Já menina, ela percebeu que sua casa “não era como a das outras pessoas”. Nunca recebiam visitas. O pai se fechava no escritório para atender a telefonemas. “Sempre havia aquele segredo, aquele mistério, e ninguém me dizia nada.”
Até então, Dirce tinha paixão pelo pai. Quando ele chegava para buscá-la no internato, orgulhava-se por ser mais forte e mais alto que os pais das outras meninas.
Mas tudo mudou depois da frase que ouviu aos 11 anos. “Ela não presta. O pai dela matou um homem”.
Aos 13 anos, quando Dilermando esqueceu a chave de sua escrivaninha em casa, Dirce destrancou o armário e descobriu pilhas de pastas com documentos e recortes. “Os jornais diziam ‘o assassino de fulano de tal’, e a foto do papai”. Só depois foi tempo foi entender quem era o Euclides da Cunha”, conta.
À medida que foi descobrindo o seu segredo, a menina se fechou.
“A vida inteira eu fui saber de uma maneira tremendamente dolorosa”, lembra Dirce.
“Fui ficando muito desligada do meu pai. Não porque ele tivesse feito aquilo, não porque tivesse se defendido, como se defendeu. Mas porque nunca tinha me contado”, afirma. “Hoje sinto muita culpa.”
Marieta e Dilermando só se casaram oficialmente no fim da vida, em 1951, quando ele já parecia à beira da morte. Ana, com quem era casado no papel até então, falecera meses antes.
“Foi o casamento mais triste que eu já vi”, diz Dirce, lembrando que, enquanto a mãe assinou a certidão, o pai, acamado, apenas pôde registrar sua impressão digital no documento.
Dirce conta que Dilermando “foi sendo promovido a duras penas” na carreira militar, “sempre o último de sua turma”. No fim da vida, conseguiu chegar a general.
Em 1951, o ano de sua morte, Dilermando publicou A Tragédia da Piedade – Mentiras e calúnias da ‘Vida dramática de Euclides da Cunha’.
O livro é seu manifesto final de autodefesa, analisando as provas periciais das mortes de Euclides pai e Euclides Filho e trazendo a público a sua versão dos fatos – a começar por seu “erro dos 17 anos”, quando se apaixonou por uma mulher casada.
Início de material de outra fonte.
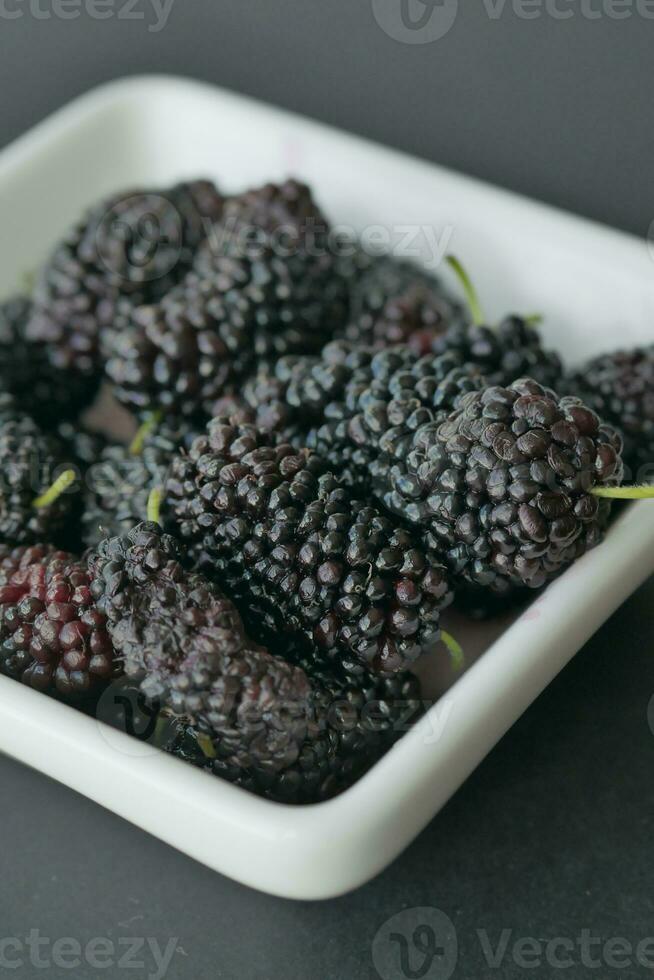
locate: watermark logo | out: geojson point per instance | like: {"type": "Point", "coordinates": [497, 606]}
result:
{"type": "Point", "coordinates": [415, 21]}
{"type": "Point", "coordinates": [416, 944]}
{"type": "Point", "coordinates": [139, 239]}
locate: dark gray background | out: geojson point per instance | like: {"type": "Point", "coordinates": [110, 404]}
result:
{"type": "Point", "coordinates": [552, 834]}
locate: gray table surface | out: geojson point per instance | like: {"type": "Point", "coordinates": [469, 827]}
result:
{"type": "Point", "coordinates": [551, 837]}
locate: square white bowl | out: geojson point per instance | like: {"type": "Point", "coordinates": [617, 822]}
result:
{"type": "Point", "coordinates": [595, 288]}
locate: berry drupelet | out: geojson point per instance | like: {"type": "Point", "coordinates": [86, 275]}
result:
{"type": "Point", "coordinates": [620, 387]}
{"type": "Point", "coordinates": [49, 394]}
{"type": "Point", "coordinates": [248, 297]}
{"type": "Point", "coordinates": [393, 301]}
{"type": "Point", "coordinates": [508, 489]}
{"type": "Point", "coordinates": [52, 637]}
{"type": "Point", "coordinates": [128, 250]}
{"type": "Point", "coordinates": [121, 479]}
{"type": "Point", "coordinates": [300, 555]}
{"type": "Point", "coordinates": [287, 731]}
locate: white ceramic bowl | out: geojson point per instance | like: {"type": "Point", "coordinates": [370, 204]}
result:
{"type": "Point", "coordinates": [594, 286]}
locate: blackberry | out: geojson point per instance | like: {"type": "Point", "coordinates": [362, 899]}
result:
{"type": "Point", "coordinates": [128, 250]}
{"type": "Point", "coordinates": [186, 647]}
{"type": "Point", "coordinates": [301, 554]}
{"type": "Point", "coordinates": [509, 488]}
{"type": "Point", "coordinates": [395, 302]}
{"type": "Point", "coordinates": [289, 732]}
{"type": "Point", "coordinates": [383, 406]}
{"type": "Point", "coordinates": [122, 477]}
{"type": "Point", "coordinates": [243, 301]}
{"type": "Point", "coordinates": [81, 446]}
{"type": "Point", "coordinates": [351, 724]}
{"type": "Point", "coordinates": [504, 353]}
{"type": "Point", "coordinates": [52, 637]}
{"type": "Point", "coordinates": [47, 393]}
{"type": "Point", "coordinates": [351, 405]}
{"type": "Point", "coordinates": [288, 395]}
{"type": "Point", "coordinates": [30, 461]}
{"type": "Point", "coordinates": [619, 386]}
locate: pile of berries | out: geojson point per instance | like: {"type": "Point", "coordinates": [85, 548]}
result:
{"type": "Point", "coordinates": [320, 451]}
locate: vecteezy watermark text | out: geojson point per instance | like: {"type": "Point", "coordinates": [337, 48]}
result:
{"type": "Point", "coordinates": [423, 943]}
{"type": "Point", "coordinates": [149, 956]}
{"type": "Point", "coordinates": [154, 13]}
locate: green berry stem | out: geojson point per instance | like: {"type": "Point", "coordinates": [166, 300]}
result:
{"type": "Point", "coordinates": [469, 290]}
{"type": "Point", "coordinates": [59, 486]}
{"type": "Point", "coordinates": [136, 445]}
{"type": "Point", "coordinates": [154, 505]}
{"type": "Point", "coordinates": [644, 492]}
{"type": "Point", "coordinates": [455, 649]}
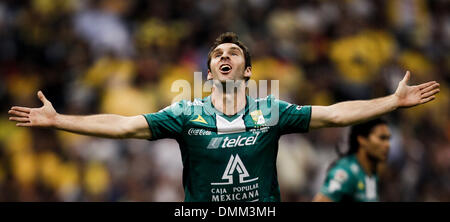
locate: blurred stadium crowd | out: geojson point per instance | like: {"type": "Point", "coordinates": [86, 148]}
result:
{"type": "Point", "coordinates": [115, 56]}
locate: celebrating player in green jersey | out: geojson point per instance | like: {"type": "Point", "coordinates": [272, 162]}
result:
{"type": "Point", "coordinates": [228, 140]}
{"type": "Point", "coordinates": [353, 177]}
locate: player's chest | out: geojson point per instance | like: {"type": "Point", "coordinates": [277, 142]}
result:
{"type": "Point", "coordinates": [218, 135]}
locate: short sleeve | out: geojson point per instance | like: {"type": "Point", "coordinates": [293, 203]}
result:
{"type": "Point", "coordinates": [168, 122]}
{"type": "Point", "coordinates": [293, 118]}
{"type": "Point", "coordinates": [338, 184]}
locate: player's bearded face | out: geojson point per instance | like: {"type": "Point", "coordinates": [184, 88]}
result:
{"type": "Point", "coordinates": [378, 143]}
{"type": "Point", "coordinates": [228, 63]}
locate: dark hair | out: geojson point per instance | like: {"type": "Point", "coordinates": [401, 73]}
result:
{"type": "Point", "coordinates": [363, 129]}
{"type": "Point", "coordinates": [230, 37]}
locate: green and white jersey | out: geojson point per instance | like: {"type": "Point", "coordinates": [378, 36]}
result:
{"type": "Point", "coordinates": [229, 158]}
{"type": "Point", "coordinates": [347, 181]}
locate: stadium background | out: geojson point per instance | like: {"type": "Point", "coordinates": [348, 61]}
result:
{"type": "Point", "coordinates": [114, 56]}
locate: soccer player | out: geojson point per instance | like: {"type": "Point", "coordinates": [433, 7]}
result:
{"type": "Point", "coordinates": [353, 177]}
{"type": "Point", "coordinates": [228, 140]}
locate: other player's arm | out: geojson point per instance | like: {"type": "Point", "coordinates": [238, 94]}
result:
{"type": "Point", "coordinates": [101, 125]}
{"type": "Point", "coordinates": [354, 112]}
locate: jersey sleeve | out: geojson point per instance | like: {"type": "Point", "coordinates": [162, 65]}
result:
{"type": "Point", "coordinates": [338, 184]}
{"type": "Point", "coordinates": [168, 122]}
{"type": "Point", "coordinates": [293, 118]}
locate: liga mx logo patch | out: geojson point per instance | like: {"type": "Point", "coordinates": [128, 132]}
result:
{"type": "Point", "coordinates": [258, 117]}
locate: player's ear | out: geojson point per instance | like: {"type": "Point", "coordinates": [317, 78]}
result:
{"type": "Point", "coordinates": [248, 72]}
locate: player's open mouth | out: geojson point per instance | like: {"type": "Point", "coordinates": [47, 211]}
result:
{"type": "Point", "coordinates": [225, 68]}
“A convivência acarretando a intimidade; a falta de experiência ou malícia permitindo a aproximação mais íntima (…); tudo concorreu para o despertar de novos sentimentos”, descreveu Dilermando sobre sua aproximação de Ana Emília Ribeiro da Cunha.
“E assim, nessa ebriez incontível, imperceptivelmente se consumou o meu crime. Porque é só onde vejo a transgressão à lei: no ter amado, aos 17 anos, uma mulher casada cujo marido não conhecia e se achava ausente, em paragens longínquas, sem ser lembrado sequer por inanimada fotografia.”
Euclides na Flip
Apesar de o foco da Flip ser sobre a obra literária de Euclides, o medo de que Dilermando apareça nos círculos de debate como “o assassino de Euclides” tem preocupado Dirce.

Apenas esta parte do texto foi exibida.